Abdurrahman Yazıcı: Sahabenin kestiğine dair rivayetler var.
Abdulaziz Bayındır: Var, var da sahabe tabiki kesmiş. Ama öyle olduğu da olmuş. Onu söylemeye çalışıyorum. Tabi sahabe kesmiş. Burada sahabenin kestiğine dair rivayetleri atladım, sadece bunu aradım buldum diğer rivayetlerin aradında. Elbette ki kesmiş sahabe. Ama gün gelmiş mesela veda haccında 100 tane büyük baş hayvan kesiyor. Onlardan bir tanesini bir sığırı eşleri için kesiyor. Eşlerinin sayısı kaçtı? Şimdi 7 kişiden fazlasına olmaz deniyor. Ve bu veda haccı. Tamam mı? Veda haccı. Veda haccında kesiyor. Bu da Buhari’de olacak. Aişe validemize et getiriyorlar. Bu nedir diye soruyor. Bakın bir de burada şu var. Aişe validemizin haberi yok. Bu ümmetimden, ailemden falan derken onlara da sormuyor. Niye? Çünkü her ferdin ayrı ayrı ibadeti değil. Oku hadisi.

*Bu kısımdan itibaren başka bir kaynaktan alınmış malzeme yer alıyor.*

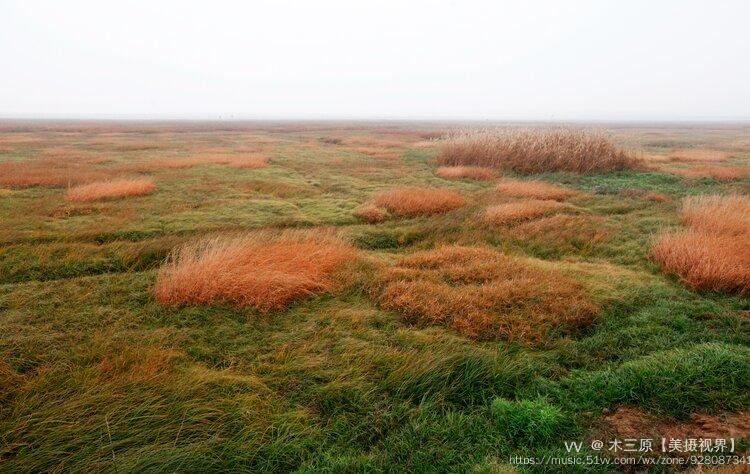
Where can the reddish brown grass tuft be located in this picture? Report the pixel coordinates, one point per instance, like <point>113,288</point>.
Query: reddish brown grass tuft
<point>698,154</point>
<point>47,172</point>
<point>722,173</point>
<point>534,150</point>
<point>507,213</point>
<point>415,201</point>
<point>705,261</point>
<point>728,215</point>
<point>535,189</point>
<point>471,172</point>
<point>111,189</point>
<point>370,213</point>
<point>483,294</point>
<point>644,194</point>
<point>255,270</point>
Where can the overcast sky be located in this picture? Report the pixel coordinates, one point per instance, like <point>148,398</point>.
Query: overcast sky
<point>528,60</point>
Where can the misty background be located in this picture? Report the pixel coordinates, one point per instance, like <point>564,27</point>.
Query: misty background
<point>449,60</point>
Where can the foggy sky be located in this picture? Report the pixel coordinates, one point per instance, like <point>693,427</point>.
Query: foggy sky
<point>277,59</point>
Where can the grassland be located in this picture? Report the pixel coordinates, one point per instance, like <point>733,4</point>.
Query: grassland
<point>369,369</point>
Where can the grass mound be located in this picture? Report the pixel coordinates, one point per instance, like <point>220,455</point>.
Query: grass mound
<point>484,294</point>
<point>534,150</point>
<point>728,215</point>
<point>714,252</point>
<point>470,172</point>
<point>111,189</point>
<point>508,213</point>
<point>535,189</point>
<point>255,270</point>
<point>705,261</point>
<point>415,201</point>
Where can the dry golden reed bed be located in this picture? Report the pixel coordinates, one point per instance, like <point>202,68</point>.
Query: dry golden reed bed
<point>470,172</point>
<point>534,150</point>
<point>535,189</point>
<point>713,253</point>
<point>416,201</point>
<point>111,189</point>
<point>253,270</point>
<point>483,294</point>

Abdurrahman Yazıcı: “Fe lem ma kunna bi minen: biz, Hz.Aişe ile Mina’daydık”. “Ûtitu bi lahnun bakarın: bize bir sığır eti getirildi”,”fe kultu mâ haza: bu nedir diye sordum”,”kalu dehha Resulullahi(sav) an ezvacihi bil bakara”.
Abdulaziz Bayındır: Bak, Resulullah, eşleri adına bir sığır kesti diyorlar. Soruyor; bu nedir? Haberi yok. Şimdi bayram geliyor. Ya şimdi haberi olmadan acaba eşimin adına kesebilirmiyim, kardeşime, oğluma hep şey yapılır ya. Onların rızasını almam lazım mı? Bu, veda haccı biliyorsunuz Resulullah’ın ümmetine veda ettiği hac olduğu için adına veda haccı deniyor. Ondan sonra 3 ay yaşadığı rivayet edilir değil mi? Üç ay. Hicretin 10.yılında. Üç ay yaşamıştır. Rebiulevvel’de vafat etmiştir. İşte Muharrem, Cemaziyelevvel, Cemaziyelahirğ onsan sonra Rebiyyulevvel geliyor. Resulullah, eşleri için bir sığır kesiyor. Şimdi burada biliyorsunuz şey var yani Hanefiler der ki; büyük baş hayvan anca 7 kişiden kurban olur der. 82 gün yaşamış diyor veda haccından sonra. Ve zaten veda haccında inen ayeti biliyorsunuz. Neydi o? “El yevme ekmeltu lekum dinekum: bugün, sizin dininizi olgunlaştırdım”. Artık ondan sonra hükümlerde değilme yok. Artık orada son şeklini alıyor değil mi? Maide suresinin 3.ayetinde son şeklini alıyor. Ve orada “dehha resulullah” kurban bayramı kurbanı kesti. Kurban bayramı geliyor biliyorsunuz. Kurban bayramı dolayısıyla memlekete gidiyoruz. “Efendim, yolcuya kurban kesmek gerekmezmiş diyorlar”. Yolcuya kurban kesmek gerekmez ifadesi kullanılabilir mi? Hac suresinin günü belli eden ayetinde, herkes memleketinden kabeye geliyor kurban bayramı kurbanını orada kesiyor. Belli günlerde. Hac kurbanı değil o. Kurban bayramı kurbanı. Resulullah(sav)’in de kestiği kurban, kurban bayramı kurbanıdır. Dehha kelimesi işte geçiyor yani kurban bayramı kurbanına udhiyye denir. Şimdi Hanefiler ne diyor biliyormusunuz burada? Diyorlar ki; niye udhiyye denmiş? Duha vaktinde kesildiği için. İlla kendi mezheplerini haklı çıkaracaklar ya. Duha vaktine kuşluk vakti, kuşluk vaktinde kesildiği için udhiyye denmiş. Peki? Siz diyorsunuz ki; büyük baş hayvanlar 7 kişi adına kesilir diyorsunuz. Peki bu konuda dayanağınız nedir? Hanefiler’in Hidaye diye biliyorsunuz çok meşhur kitabı vardır. Tahavi’nin Şerhu Meani’l Asar’ında da aynı şey var. İbaresini de görürüz kendimiz. Çok ilginç şeyler var bakın. Hudeybiye için geleneksel Siyer kitaplarında, Resulullah hacca mı gitti, umreyemi Fatih?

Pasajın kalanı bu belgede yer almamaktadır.